Bob Cutillo

Dr. Bob Cutillo has worked in the United States in urban primary health care to underserved populations for most of his professional life as a physician. He completed medical school in New York City, an internship in Boston, and a family practice residency in Chicago. He has practiced in faith-based health centers in Chicago, Washington, D.C., and Denver. Twice he and his family have sought to serve in Zaire (now the Democratic Republic of Congo). In both cases there was limited time to work in the country due to the traumatic circumstances of war. The first time they were evacuated from Kinshasa when the country’s own military revolted due to the runaway inflation of a dishonest and corrupt government. Their second effort to enter the country was thwarted by a civil war.

Bob is now a retired family physician living in Denver. He has taught at several academic institutions over his career, most recently as Associate Faculty at Denver Seminary and Assistant Clinical Professor in the Department of Family Medicine at the University of Colorado School of Medicine. He has written and taught on how a biblical view of health can inform our culture’s view of life and death, leading to a wiser and more just health care system.
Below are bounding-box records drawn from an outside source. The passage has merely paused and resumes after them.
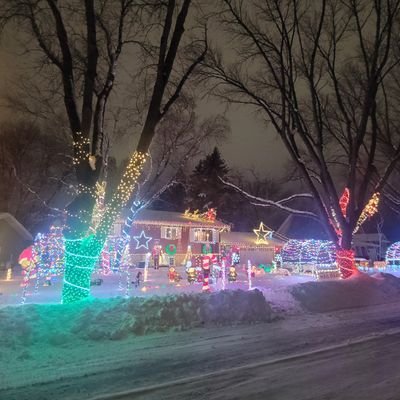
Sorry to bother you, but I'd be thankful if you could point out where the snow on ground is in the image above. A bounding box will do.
[0,267,314,310]
[289,273,400,312]
[0,269,400,400]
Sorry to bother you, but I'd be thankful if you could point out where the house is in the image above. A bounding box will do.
[353,233,390,261]
[0,212,33,269]
[220,229,285,265]
[114,209,230,265]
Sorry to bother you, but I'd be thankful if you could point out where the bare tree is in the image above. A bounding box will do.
[112,96,229,263]
[0,121,72,232]
[206,0,400,275]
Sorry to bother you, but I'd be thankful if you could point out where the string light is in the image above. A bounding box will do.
[62,234,103,304]
[281,239,339,278]
[385,242,400,268]
[72,132,90,165]
[184,208,217,222]
[96,151,148,240]
[353,192,380,233]
[253,222,272,244]
[336,249,356,279]
[62,152,147,303]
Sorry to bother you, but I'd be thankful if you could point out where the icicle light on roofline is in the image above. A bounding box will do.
[353,192,380,233]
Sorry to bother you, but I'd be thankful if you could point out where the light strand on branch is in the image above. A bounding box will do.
[353,192,381,233]
[219,177,318,219]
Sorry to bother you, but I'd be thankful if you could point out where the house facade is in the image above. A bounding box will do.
[114,209,230,265]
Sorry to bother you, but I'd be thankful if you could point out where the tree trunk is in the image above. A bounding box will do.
[336,227,356,279]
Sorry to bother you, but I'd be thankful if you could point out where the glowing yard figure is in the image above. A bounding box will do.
[247,260,253,290]
[221,258,226,290]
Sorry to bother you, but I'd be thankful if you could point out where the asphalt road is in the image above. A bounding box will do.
[0,303,400,400]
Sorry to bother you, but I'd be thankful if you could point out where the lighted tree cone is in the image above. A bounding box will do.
[336,249,356,279]
[62,235,104,304]
[62,152,147,304]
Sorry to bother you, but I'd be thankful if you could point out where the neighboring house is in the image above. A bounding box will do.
[353,233,390,261]
[0,213,33,268]
[114,209,230,264]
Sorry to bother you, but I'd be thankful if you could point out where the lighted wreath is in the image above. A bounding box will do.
[165,244,176,256]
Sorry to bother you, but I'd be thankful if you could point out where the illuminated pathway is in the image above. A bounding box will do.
[0,304,400,400]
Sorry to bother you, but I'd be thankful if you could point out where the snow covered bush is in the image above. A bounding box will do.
[0,290,272,347]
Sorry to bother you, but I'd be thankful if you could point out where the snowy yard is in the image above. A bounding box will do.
[0,267,314,307]
[0,269,400,400]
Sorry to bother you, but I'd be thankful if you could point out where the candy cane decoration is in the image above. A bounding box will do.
[221,258,226,290]
[202,256,210,292]
[125,266,131,299]
[247,260,252,290]
[143,253,151,283]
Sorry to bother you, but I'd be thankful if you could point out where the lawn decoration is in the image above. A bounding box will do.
[228,265,237,283]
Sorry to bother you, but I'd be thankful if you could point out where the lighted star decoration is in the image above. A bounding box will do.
[253,222,272,244]
[133,231,153,250]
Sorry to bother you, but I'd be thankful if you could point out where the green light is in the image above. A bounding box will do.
[62,152,147,304]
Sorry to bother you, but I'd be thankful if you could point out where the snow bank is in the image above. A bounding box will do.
[0,290,272,349]
[289,273,400,312]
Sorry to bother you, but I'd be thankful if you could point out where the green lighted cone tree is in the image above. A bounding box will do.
[62,152,146,303]
[62,0,207,304]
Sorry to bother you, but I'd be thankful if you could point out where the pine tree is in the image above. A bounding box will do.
[187,147,230,219]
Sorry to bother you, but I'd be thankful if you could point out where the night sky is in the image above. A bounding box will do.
[0,32,288,177]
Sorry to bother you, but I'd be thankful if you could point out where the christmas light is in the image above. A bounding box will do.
[62,234,103,304]
[385,242,400,269]
[202,256,211,292]
[339,188,350,218]
[336,249,356,278]
[143,253,151,283]
[253,222,272,244]
[184,208,217,222]
[133,231,153,250]
[221,258,226,290]
[281,239,339,278]
[247,260,252,290]
[353,192,380,233]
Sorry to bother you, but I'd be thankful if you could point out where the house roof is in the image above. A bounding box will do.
[220,232,285,247]
[0,213,33,240]
[130,209,230,230]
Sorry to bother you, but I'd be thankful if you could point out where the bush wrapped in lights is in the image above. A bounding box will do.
[386,242,400,269]
[281,239,340,279]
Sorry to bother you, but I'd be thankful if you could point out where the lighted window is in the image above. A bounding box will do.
[161,226,182,240]
[190,228,217,243]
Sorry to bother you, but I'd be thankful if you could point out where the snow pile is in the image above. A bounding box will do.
[290,273,400,312]
[0,290,272,348]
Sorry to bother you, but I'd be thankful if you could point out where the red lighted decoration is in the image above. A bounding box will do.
[336,250,356,279]
[205,208,217,222]
[339,188,350,218]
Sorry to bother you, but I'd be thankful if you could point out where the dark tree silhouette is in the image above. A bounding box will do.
[206,0,400,274]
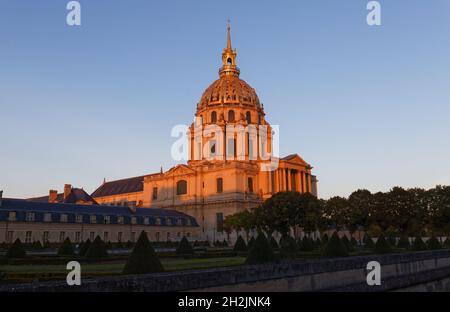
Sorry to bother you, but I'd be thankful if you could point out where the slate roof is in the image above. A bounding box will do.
[27,188,98,205]
[0,198,198,227]
[91,176,146,198]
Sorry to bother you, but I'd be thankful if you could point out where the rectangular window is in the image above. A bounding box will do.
[26,212,34,222]
[216,212,223,233]
[8,211,16,221]
[42,231,49,244]
[44,212,52,222]
[60,214,67,223]
[217,178,223,193]
[59,232,66,243]
[247,178,253,193]
[6,231,14,244]
[25,231,32,244]
[75,232,81,243]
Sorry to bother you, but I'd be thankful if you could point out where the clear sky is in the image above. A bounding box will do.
[0,0,450,198]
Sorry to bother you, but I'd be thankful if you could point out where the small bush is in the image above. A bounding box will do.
[5,239,27,259]
[58,237,75,256]
[280,235,298,258]
[397,235,411,249]
[86,236,108,260]
[324,232,348,258]
[363,233,375,250]
[301,236,314,252]
[123,231,164,274]
[374,234,392,254]
[269,235,280,250]
[245,233,275,264]
[78,238,91,257]
[233,235,247,252]
[412,236,427,251]
[247,236,255,250]
[177,236,194,255]
[427,236,442,250]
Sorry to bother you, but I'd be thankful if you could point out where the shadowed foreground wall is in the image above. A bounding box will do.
[0,250,450,292]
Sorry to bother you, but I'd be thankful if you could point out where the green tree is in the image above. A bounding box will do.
[123,231,164,274]
[245,232,275,264]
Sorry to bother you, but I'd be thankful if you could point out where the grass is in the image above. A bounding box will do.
[0,257,245,282]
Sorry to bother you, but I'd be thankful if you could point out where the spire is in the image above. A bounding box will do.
[219,20,240,77]
[227,20,232,51]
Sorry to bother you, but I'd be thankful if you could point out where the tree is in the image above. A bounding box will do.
[324,232,348,258]
[412,236,427,251]
[123,231,164,274]
[233,235,247,252]
[86,235,108,260]
[177,236,194,255]
[280,235,298,258]
[78,238,91,257]
[374,234,392,254]
[5,239,27,259]
[245,232,275,264]
[58,237,75,256]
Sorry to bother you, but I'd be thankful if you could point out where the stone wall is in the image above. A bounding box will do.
[0,250,450,292]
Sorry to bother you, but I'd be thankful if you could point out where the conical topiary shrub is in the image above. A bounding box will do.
[324,232,348,258]
[247,236,255,250]
[233,235,247,252]
[373,234,392,254]
[245,232,275,264]
[58,237,75,256]
[411,236,427,251]
[78,238,91,257]
[177,236,195,255]
[269,235,280,250]
[363,233,375,250]
[301,236,314,252]
[5,239,27,259]
[427,236,442,250]
[397,235,411,249]
[341,234,353,251]
[123,231,164,274]
[444,237,450,248]
[85,236,108,259]
[280,235,298,258]
[322,234,330,246]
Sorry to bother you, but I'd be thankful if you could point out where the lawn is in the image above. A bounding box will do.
[0,257,245,282]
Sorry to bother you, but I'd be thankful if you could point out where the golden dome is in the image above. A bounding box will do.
[197,24,262,112]
[198,76,261,109]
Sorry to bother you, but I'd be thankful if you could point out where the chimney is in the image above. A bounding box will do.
[48,190,58,203]
[64,184,72,200]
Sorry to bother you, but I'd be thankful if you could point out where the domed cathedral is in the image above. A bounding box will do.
[93,24,317,241]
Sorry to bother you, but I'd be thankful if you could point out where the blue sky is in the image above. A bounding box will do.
[0,0,450,198]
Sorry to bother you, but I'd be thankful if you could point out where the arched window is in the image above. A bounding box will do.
[217,178,223,193]
[245,112,252,123]
[228,110,234,122]
[177,180,187,195]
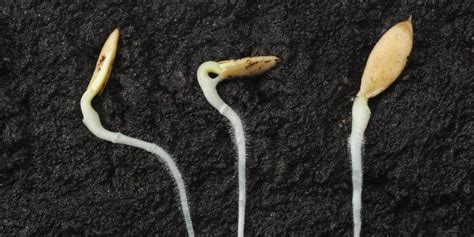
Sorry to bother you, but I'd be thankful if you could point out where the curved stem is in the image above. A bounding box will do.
[81,90,194,237]
[349,96,370,237]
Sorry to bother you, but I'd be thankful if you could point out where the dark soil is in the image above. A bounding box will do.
[0,0,474,236]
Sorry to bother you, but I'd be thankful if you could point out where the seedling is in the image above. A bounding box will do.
[349,17,413,236]
[197,56,279,237]
[81,29,194,236]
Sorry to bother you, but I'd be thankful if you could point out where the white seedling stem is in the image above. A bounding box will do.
[349,96,370,236]
[81,30,194,237]
[197,56,279,237]
[349,17,413,237]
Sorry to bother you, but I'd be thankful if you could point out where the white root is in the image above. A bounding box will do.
[81,30,194,237]
[197,56,279,237]
[349,17,413,237]
[349,96,370,236]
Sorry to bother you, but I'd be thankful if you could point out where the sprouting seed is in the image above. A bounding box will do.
[349,17,413,237]
[81,29,194,236]
[197,56,279,237]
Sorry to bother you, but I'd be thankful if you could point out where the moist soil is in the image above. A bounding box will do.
[0,0,474,236]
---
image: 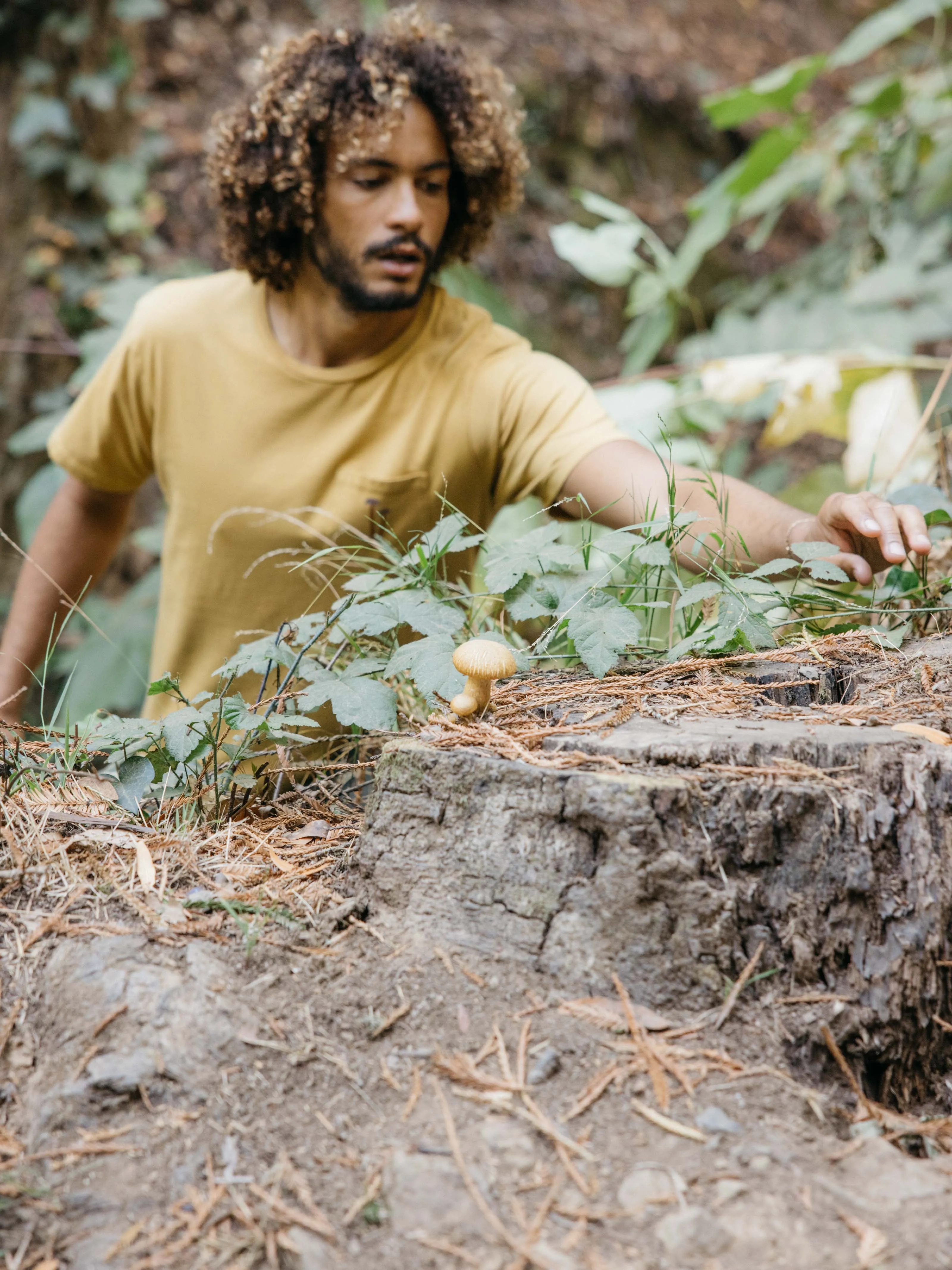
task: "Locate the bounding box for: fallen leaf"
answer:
[892,723,952,746]
[136,842,155,890]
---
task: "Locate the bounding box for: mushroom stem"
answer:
[449,674,492,719]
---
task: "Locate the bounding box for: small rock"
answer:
[694,1106,744,1133]
[525,1045,562,1085]
[655,1204,732,1257]
[86,1049,159,1094]
[715,1177,746,1208]
[618,1169,687,1213]
[288,820,330,842]
[288,1226,340,1270]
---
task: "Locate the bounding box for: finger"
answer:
[847,495,906,564]
[895,503,932,555]
[832,551,872,585]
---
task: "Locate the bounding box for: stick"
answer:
[715,940,764,1031]
[894,356,952,471]
[631,1099,707,1142]
[430,1076,566,1270]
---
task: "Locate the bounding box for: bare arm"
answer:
[562,441,932,583]
[0,476,132,723]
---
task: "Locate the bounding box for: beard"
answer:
[307,232,439,314]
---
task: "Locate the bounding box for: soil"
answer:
[0,640,952,1270]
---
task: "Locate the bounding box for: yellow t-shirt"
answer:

He is the author of Pursuing Health in an Anxious Age (Crossway, 2016) and Holding on in the Storm (Read the Spirit Books, 2025).

Dr. Cutillo received a B.S. from Georgetown University, an M.D. from Columbia University, and completed his family medicine residency at Cook County Hospital in Chicago. A life-long partner in mission, his cherished wife Heather died in 2023 after a three-year journey with cancer. Bob has two married children, Kate and Steve, four grandchildren, and an affectionate cat named Samwise Gamgee. When he is not providing support to low-income elderly seniors through the Handyman Program of Volunteers of America or providing care for patients at a shelter for the homeless, he enjoys playing pickle ball, spending time with his children and grandchildren, and working in a small woodshop in his basement.